Las constituciones dominicanas han tenido procedimientos agravados que regulan sus reformas; es decir, procedimientos más complejos que los han utilizado en los procedimientos de reforma de la legislación ordinaria. Normalmente son constituciones rígidas que, como dice Ignacio de Otto, la “rigidez constitucional persigue el doble objetivo de asegurar la estabilidad y posibilitar el cambio”. Estabilidad significa adaptar la Constitución a la realidad cambiante y contribuir a que sus exigencias constitucionales se hagan de acuerdo al derecho vigente; en cuanto al cambio, posibilitarlo
significa actuar con madurez y que a la hora de regular la reforma constitucional hay que conciliar estabilidad y cambio.
La reelección presidencial ha gravitado en la vida política de los dominicanos y seguirá gravitando por décadas, dado el atraso político y social que acusa nuestra democracia, consecuencia del autoritarismo y el continuismo en el poder.
El licenciado Francisco Augusto Lora, vicepresidente de la República en el primer gobierno de los “doce años” del doctor Joaquín Balaguer, definió la reelección presidencial calificándola como una “hidra de siete cabezas”.
¿Dónde encontramos las causas de está tendencia al reeleccionismo presidencial? Primero, en la estructura social, ya que desde el nacimiento de nuestro Estado-nación la base económica era semifeudal y precapitalista. Segundo, los más de 350 años de dominación colonial española e interventores haitianos nos dejaron como legado prácticas autoritarias. Y, tercero, como secuela de lo anterior al tratar de construir el sistema presidencial imitado de los Estados Unidos de América, construimos realmente un sistema presidencialista caracterizado por una confusión entre
el poder ejecutivo y poder personal, que ha instituido como práctica cinco vicios inducidos frecuentados por los presidentes dominicanos hasta el día de hoy: el injerecismo, la malversación, el continuismo, el centralismo y el nepotismo.
Una reforma constitucional ajena a un sano propósito contribuirá con la degradación del sistema democrático. Nuestra Constitución ha sido reformada esencialmente cuando llegan nuevos gobernantes. Todo nuevo régimen se apresura a aprobar una nueva reforma de la Constitución de la que pretende, lográndolo casi siempre, hacerse un traje a la medida.

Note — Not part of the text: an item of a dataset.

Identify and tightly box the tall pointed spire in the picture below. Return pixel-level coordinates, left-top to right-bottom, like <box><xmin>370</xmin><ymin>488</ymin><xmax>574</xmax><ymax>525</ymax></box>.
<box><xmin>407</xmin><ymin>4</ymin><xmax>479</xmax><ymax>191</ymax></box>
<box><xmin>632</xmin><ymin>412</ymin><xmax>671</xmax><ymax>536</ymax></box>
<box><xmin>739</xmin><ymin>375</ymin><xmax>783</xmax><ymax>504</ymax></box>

Esas reformas no han sido para adecuar la ley sustantiva de la nación a la realidad cambiante; más bien, han alargado la distancia entre la realidad social y la “realidad constitucional”, como apunta Loewenstein, al referirse a la Constitución que no responde a la realidad. Una reforma y modernización del Estado implica una reforma constitucional que afronte la reelección presidencial, que se ha constituido en el principal obstáculo
para la construcción democrática, fuente de corrupción y desinstitucionalización. Prohibir la reelección de por vida, para quien ha ejercido la Presidencia de la República, contribuiría a eliminar el caudillismo y el autoritarismo, las manifestaciones más eficientes de reeleccionismo presidencial.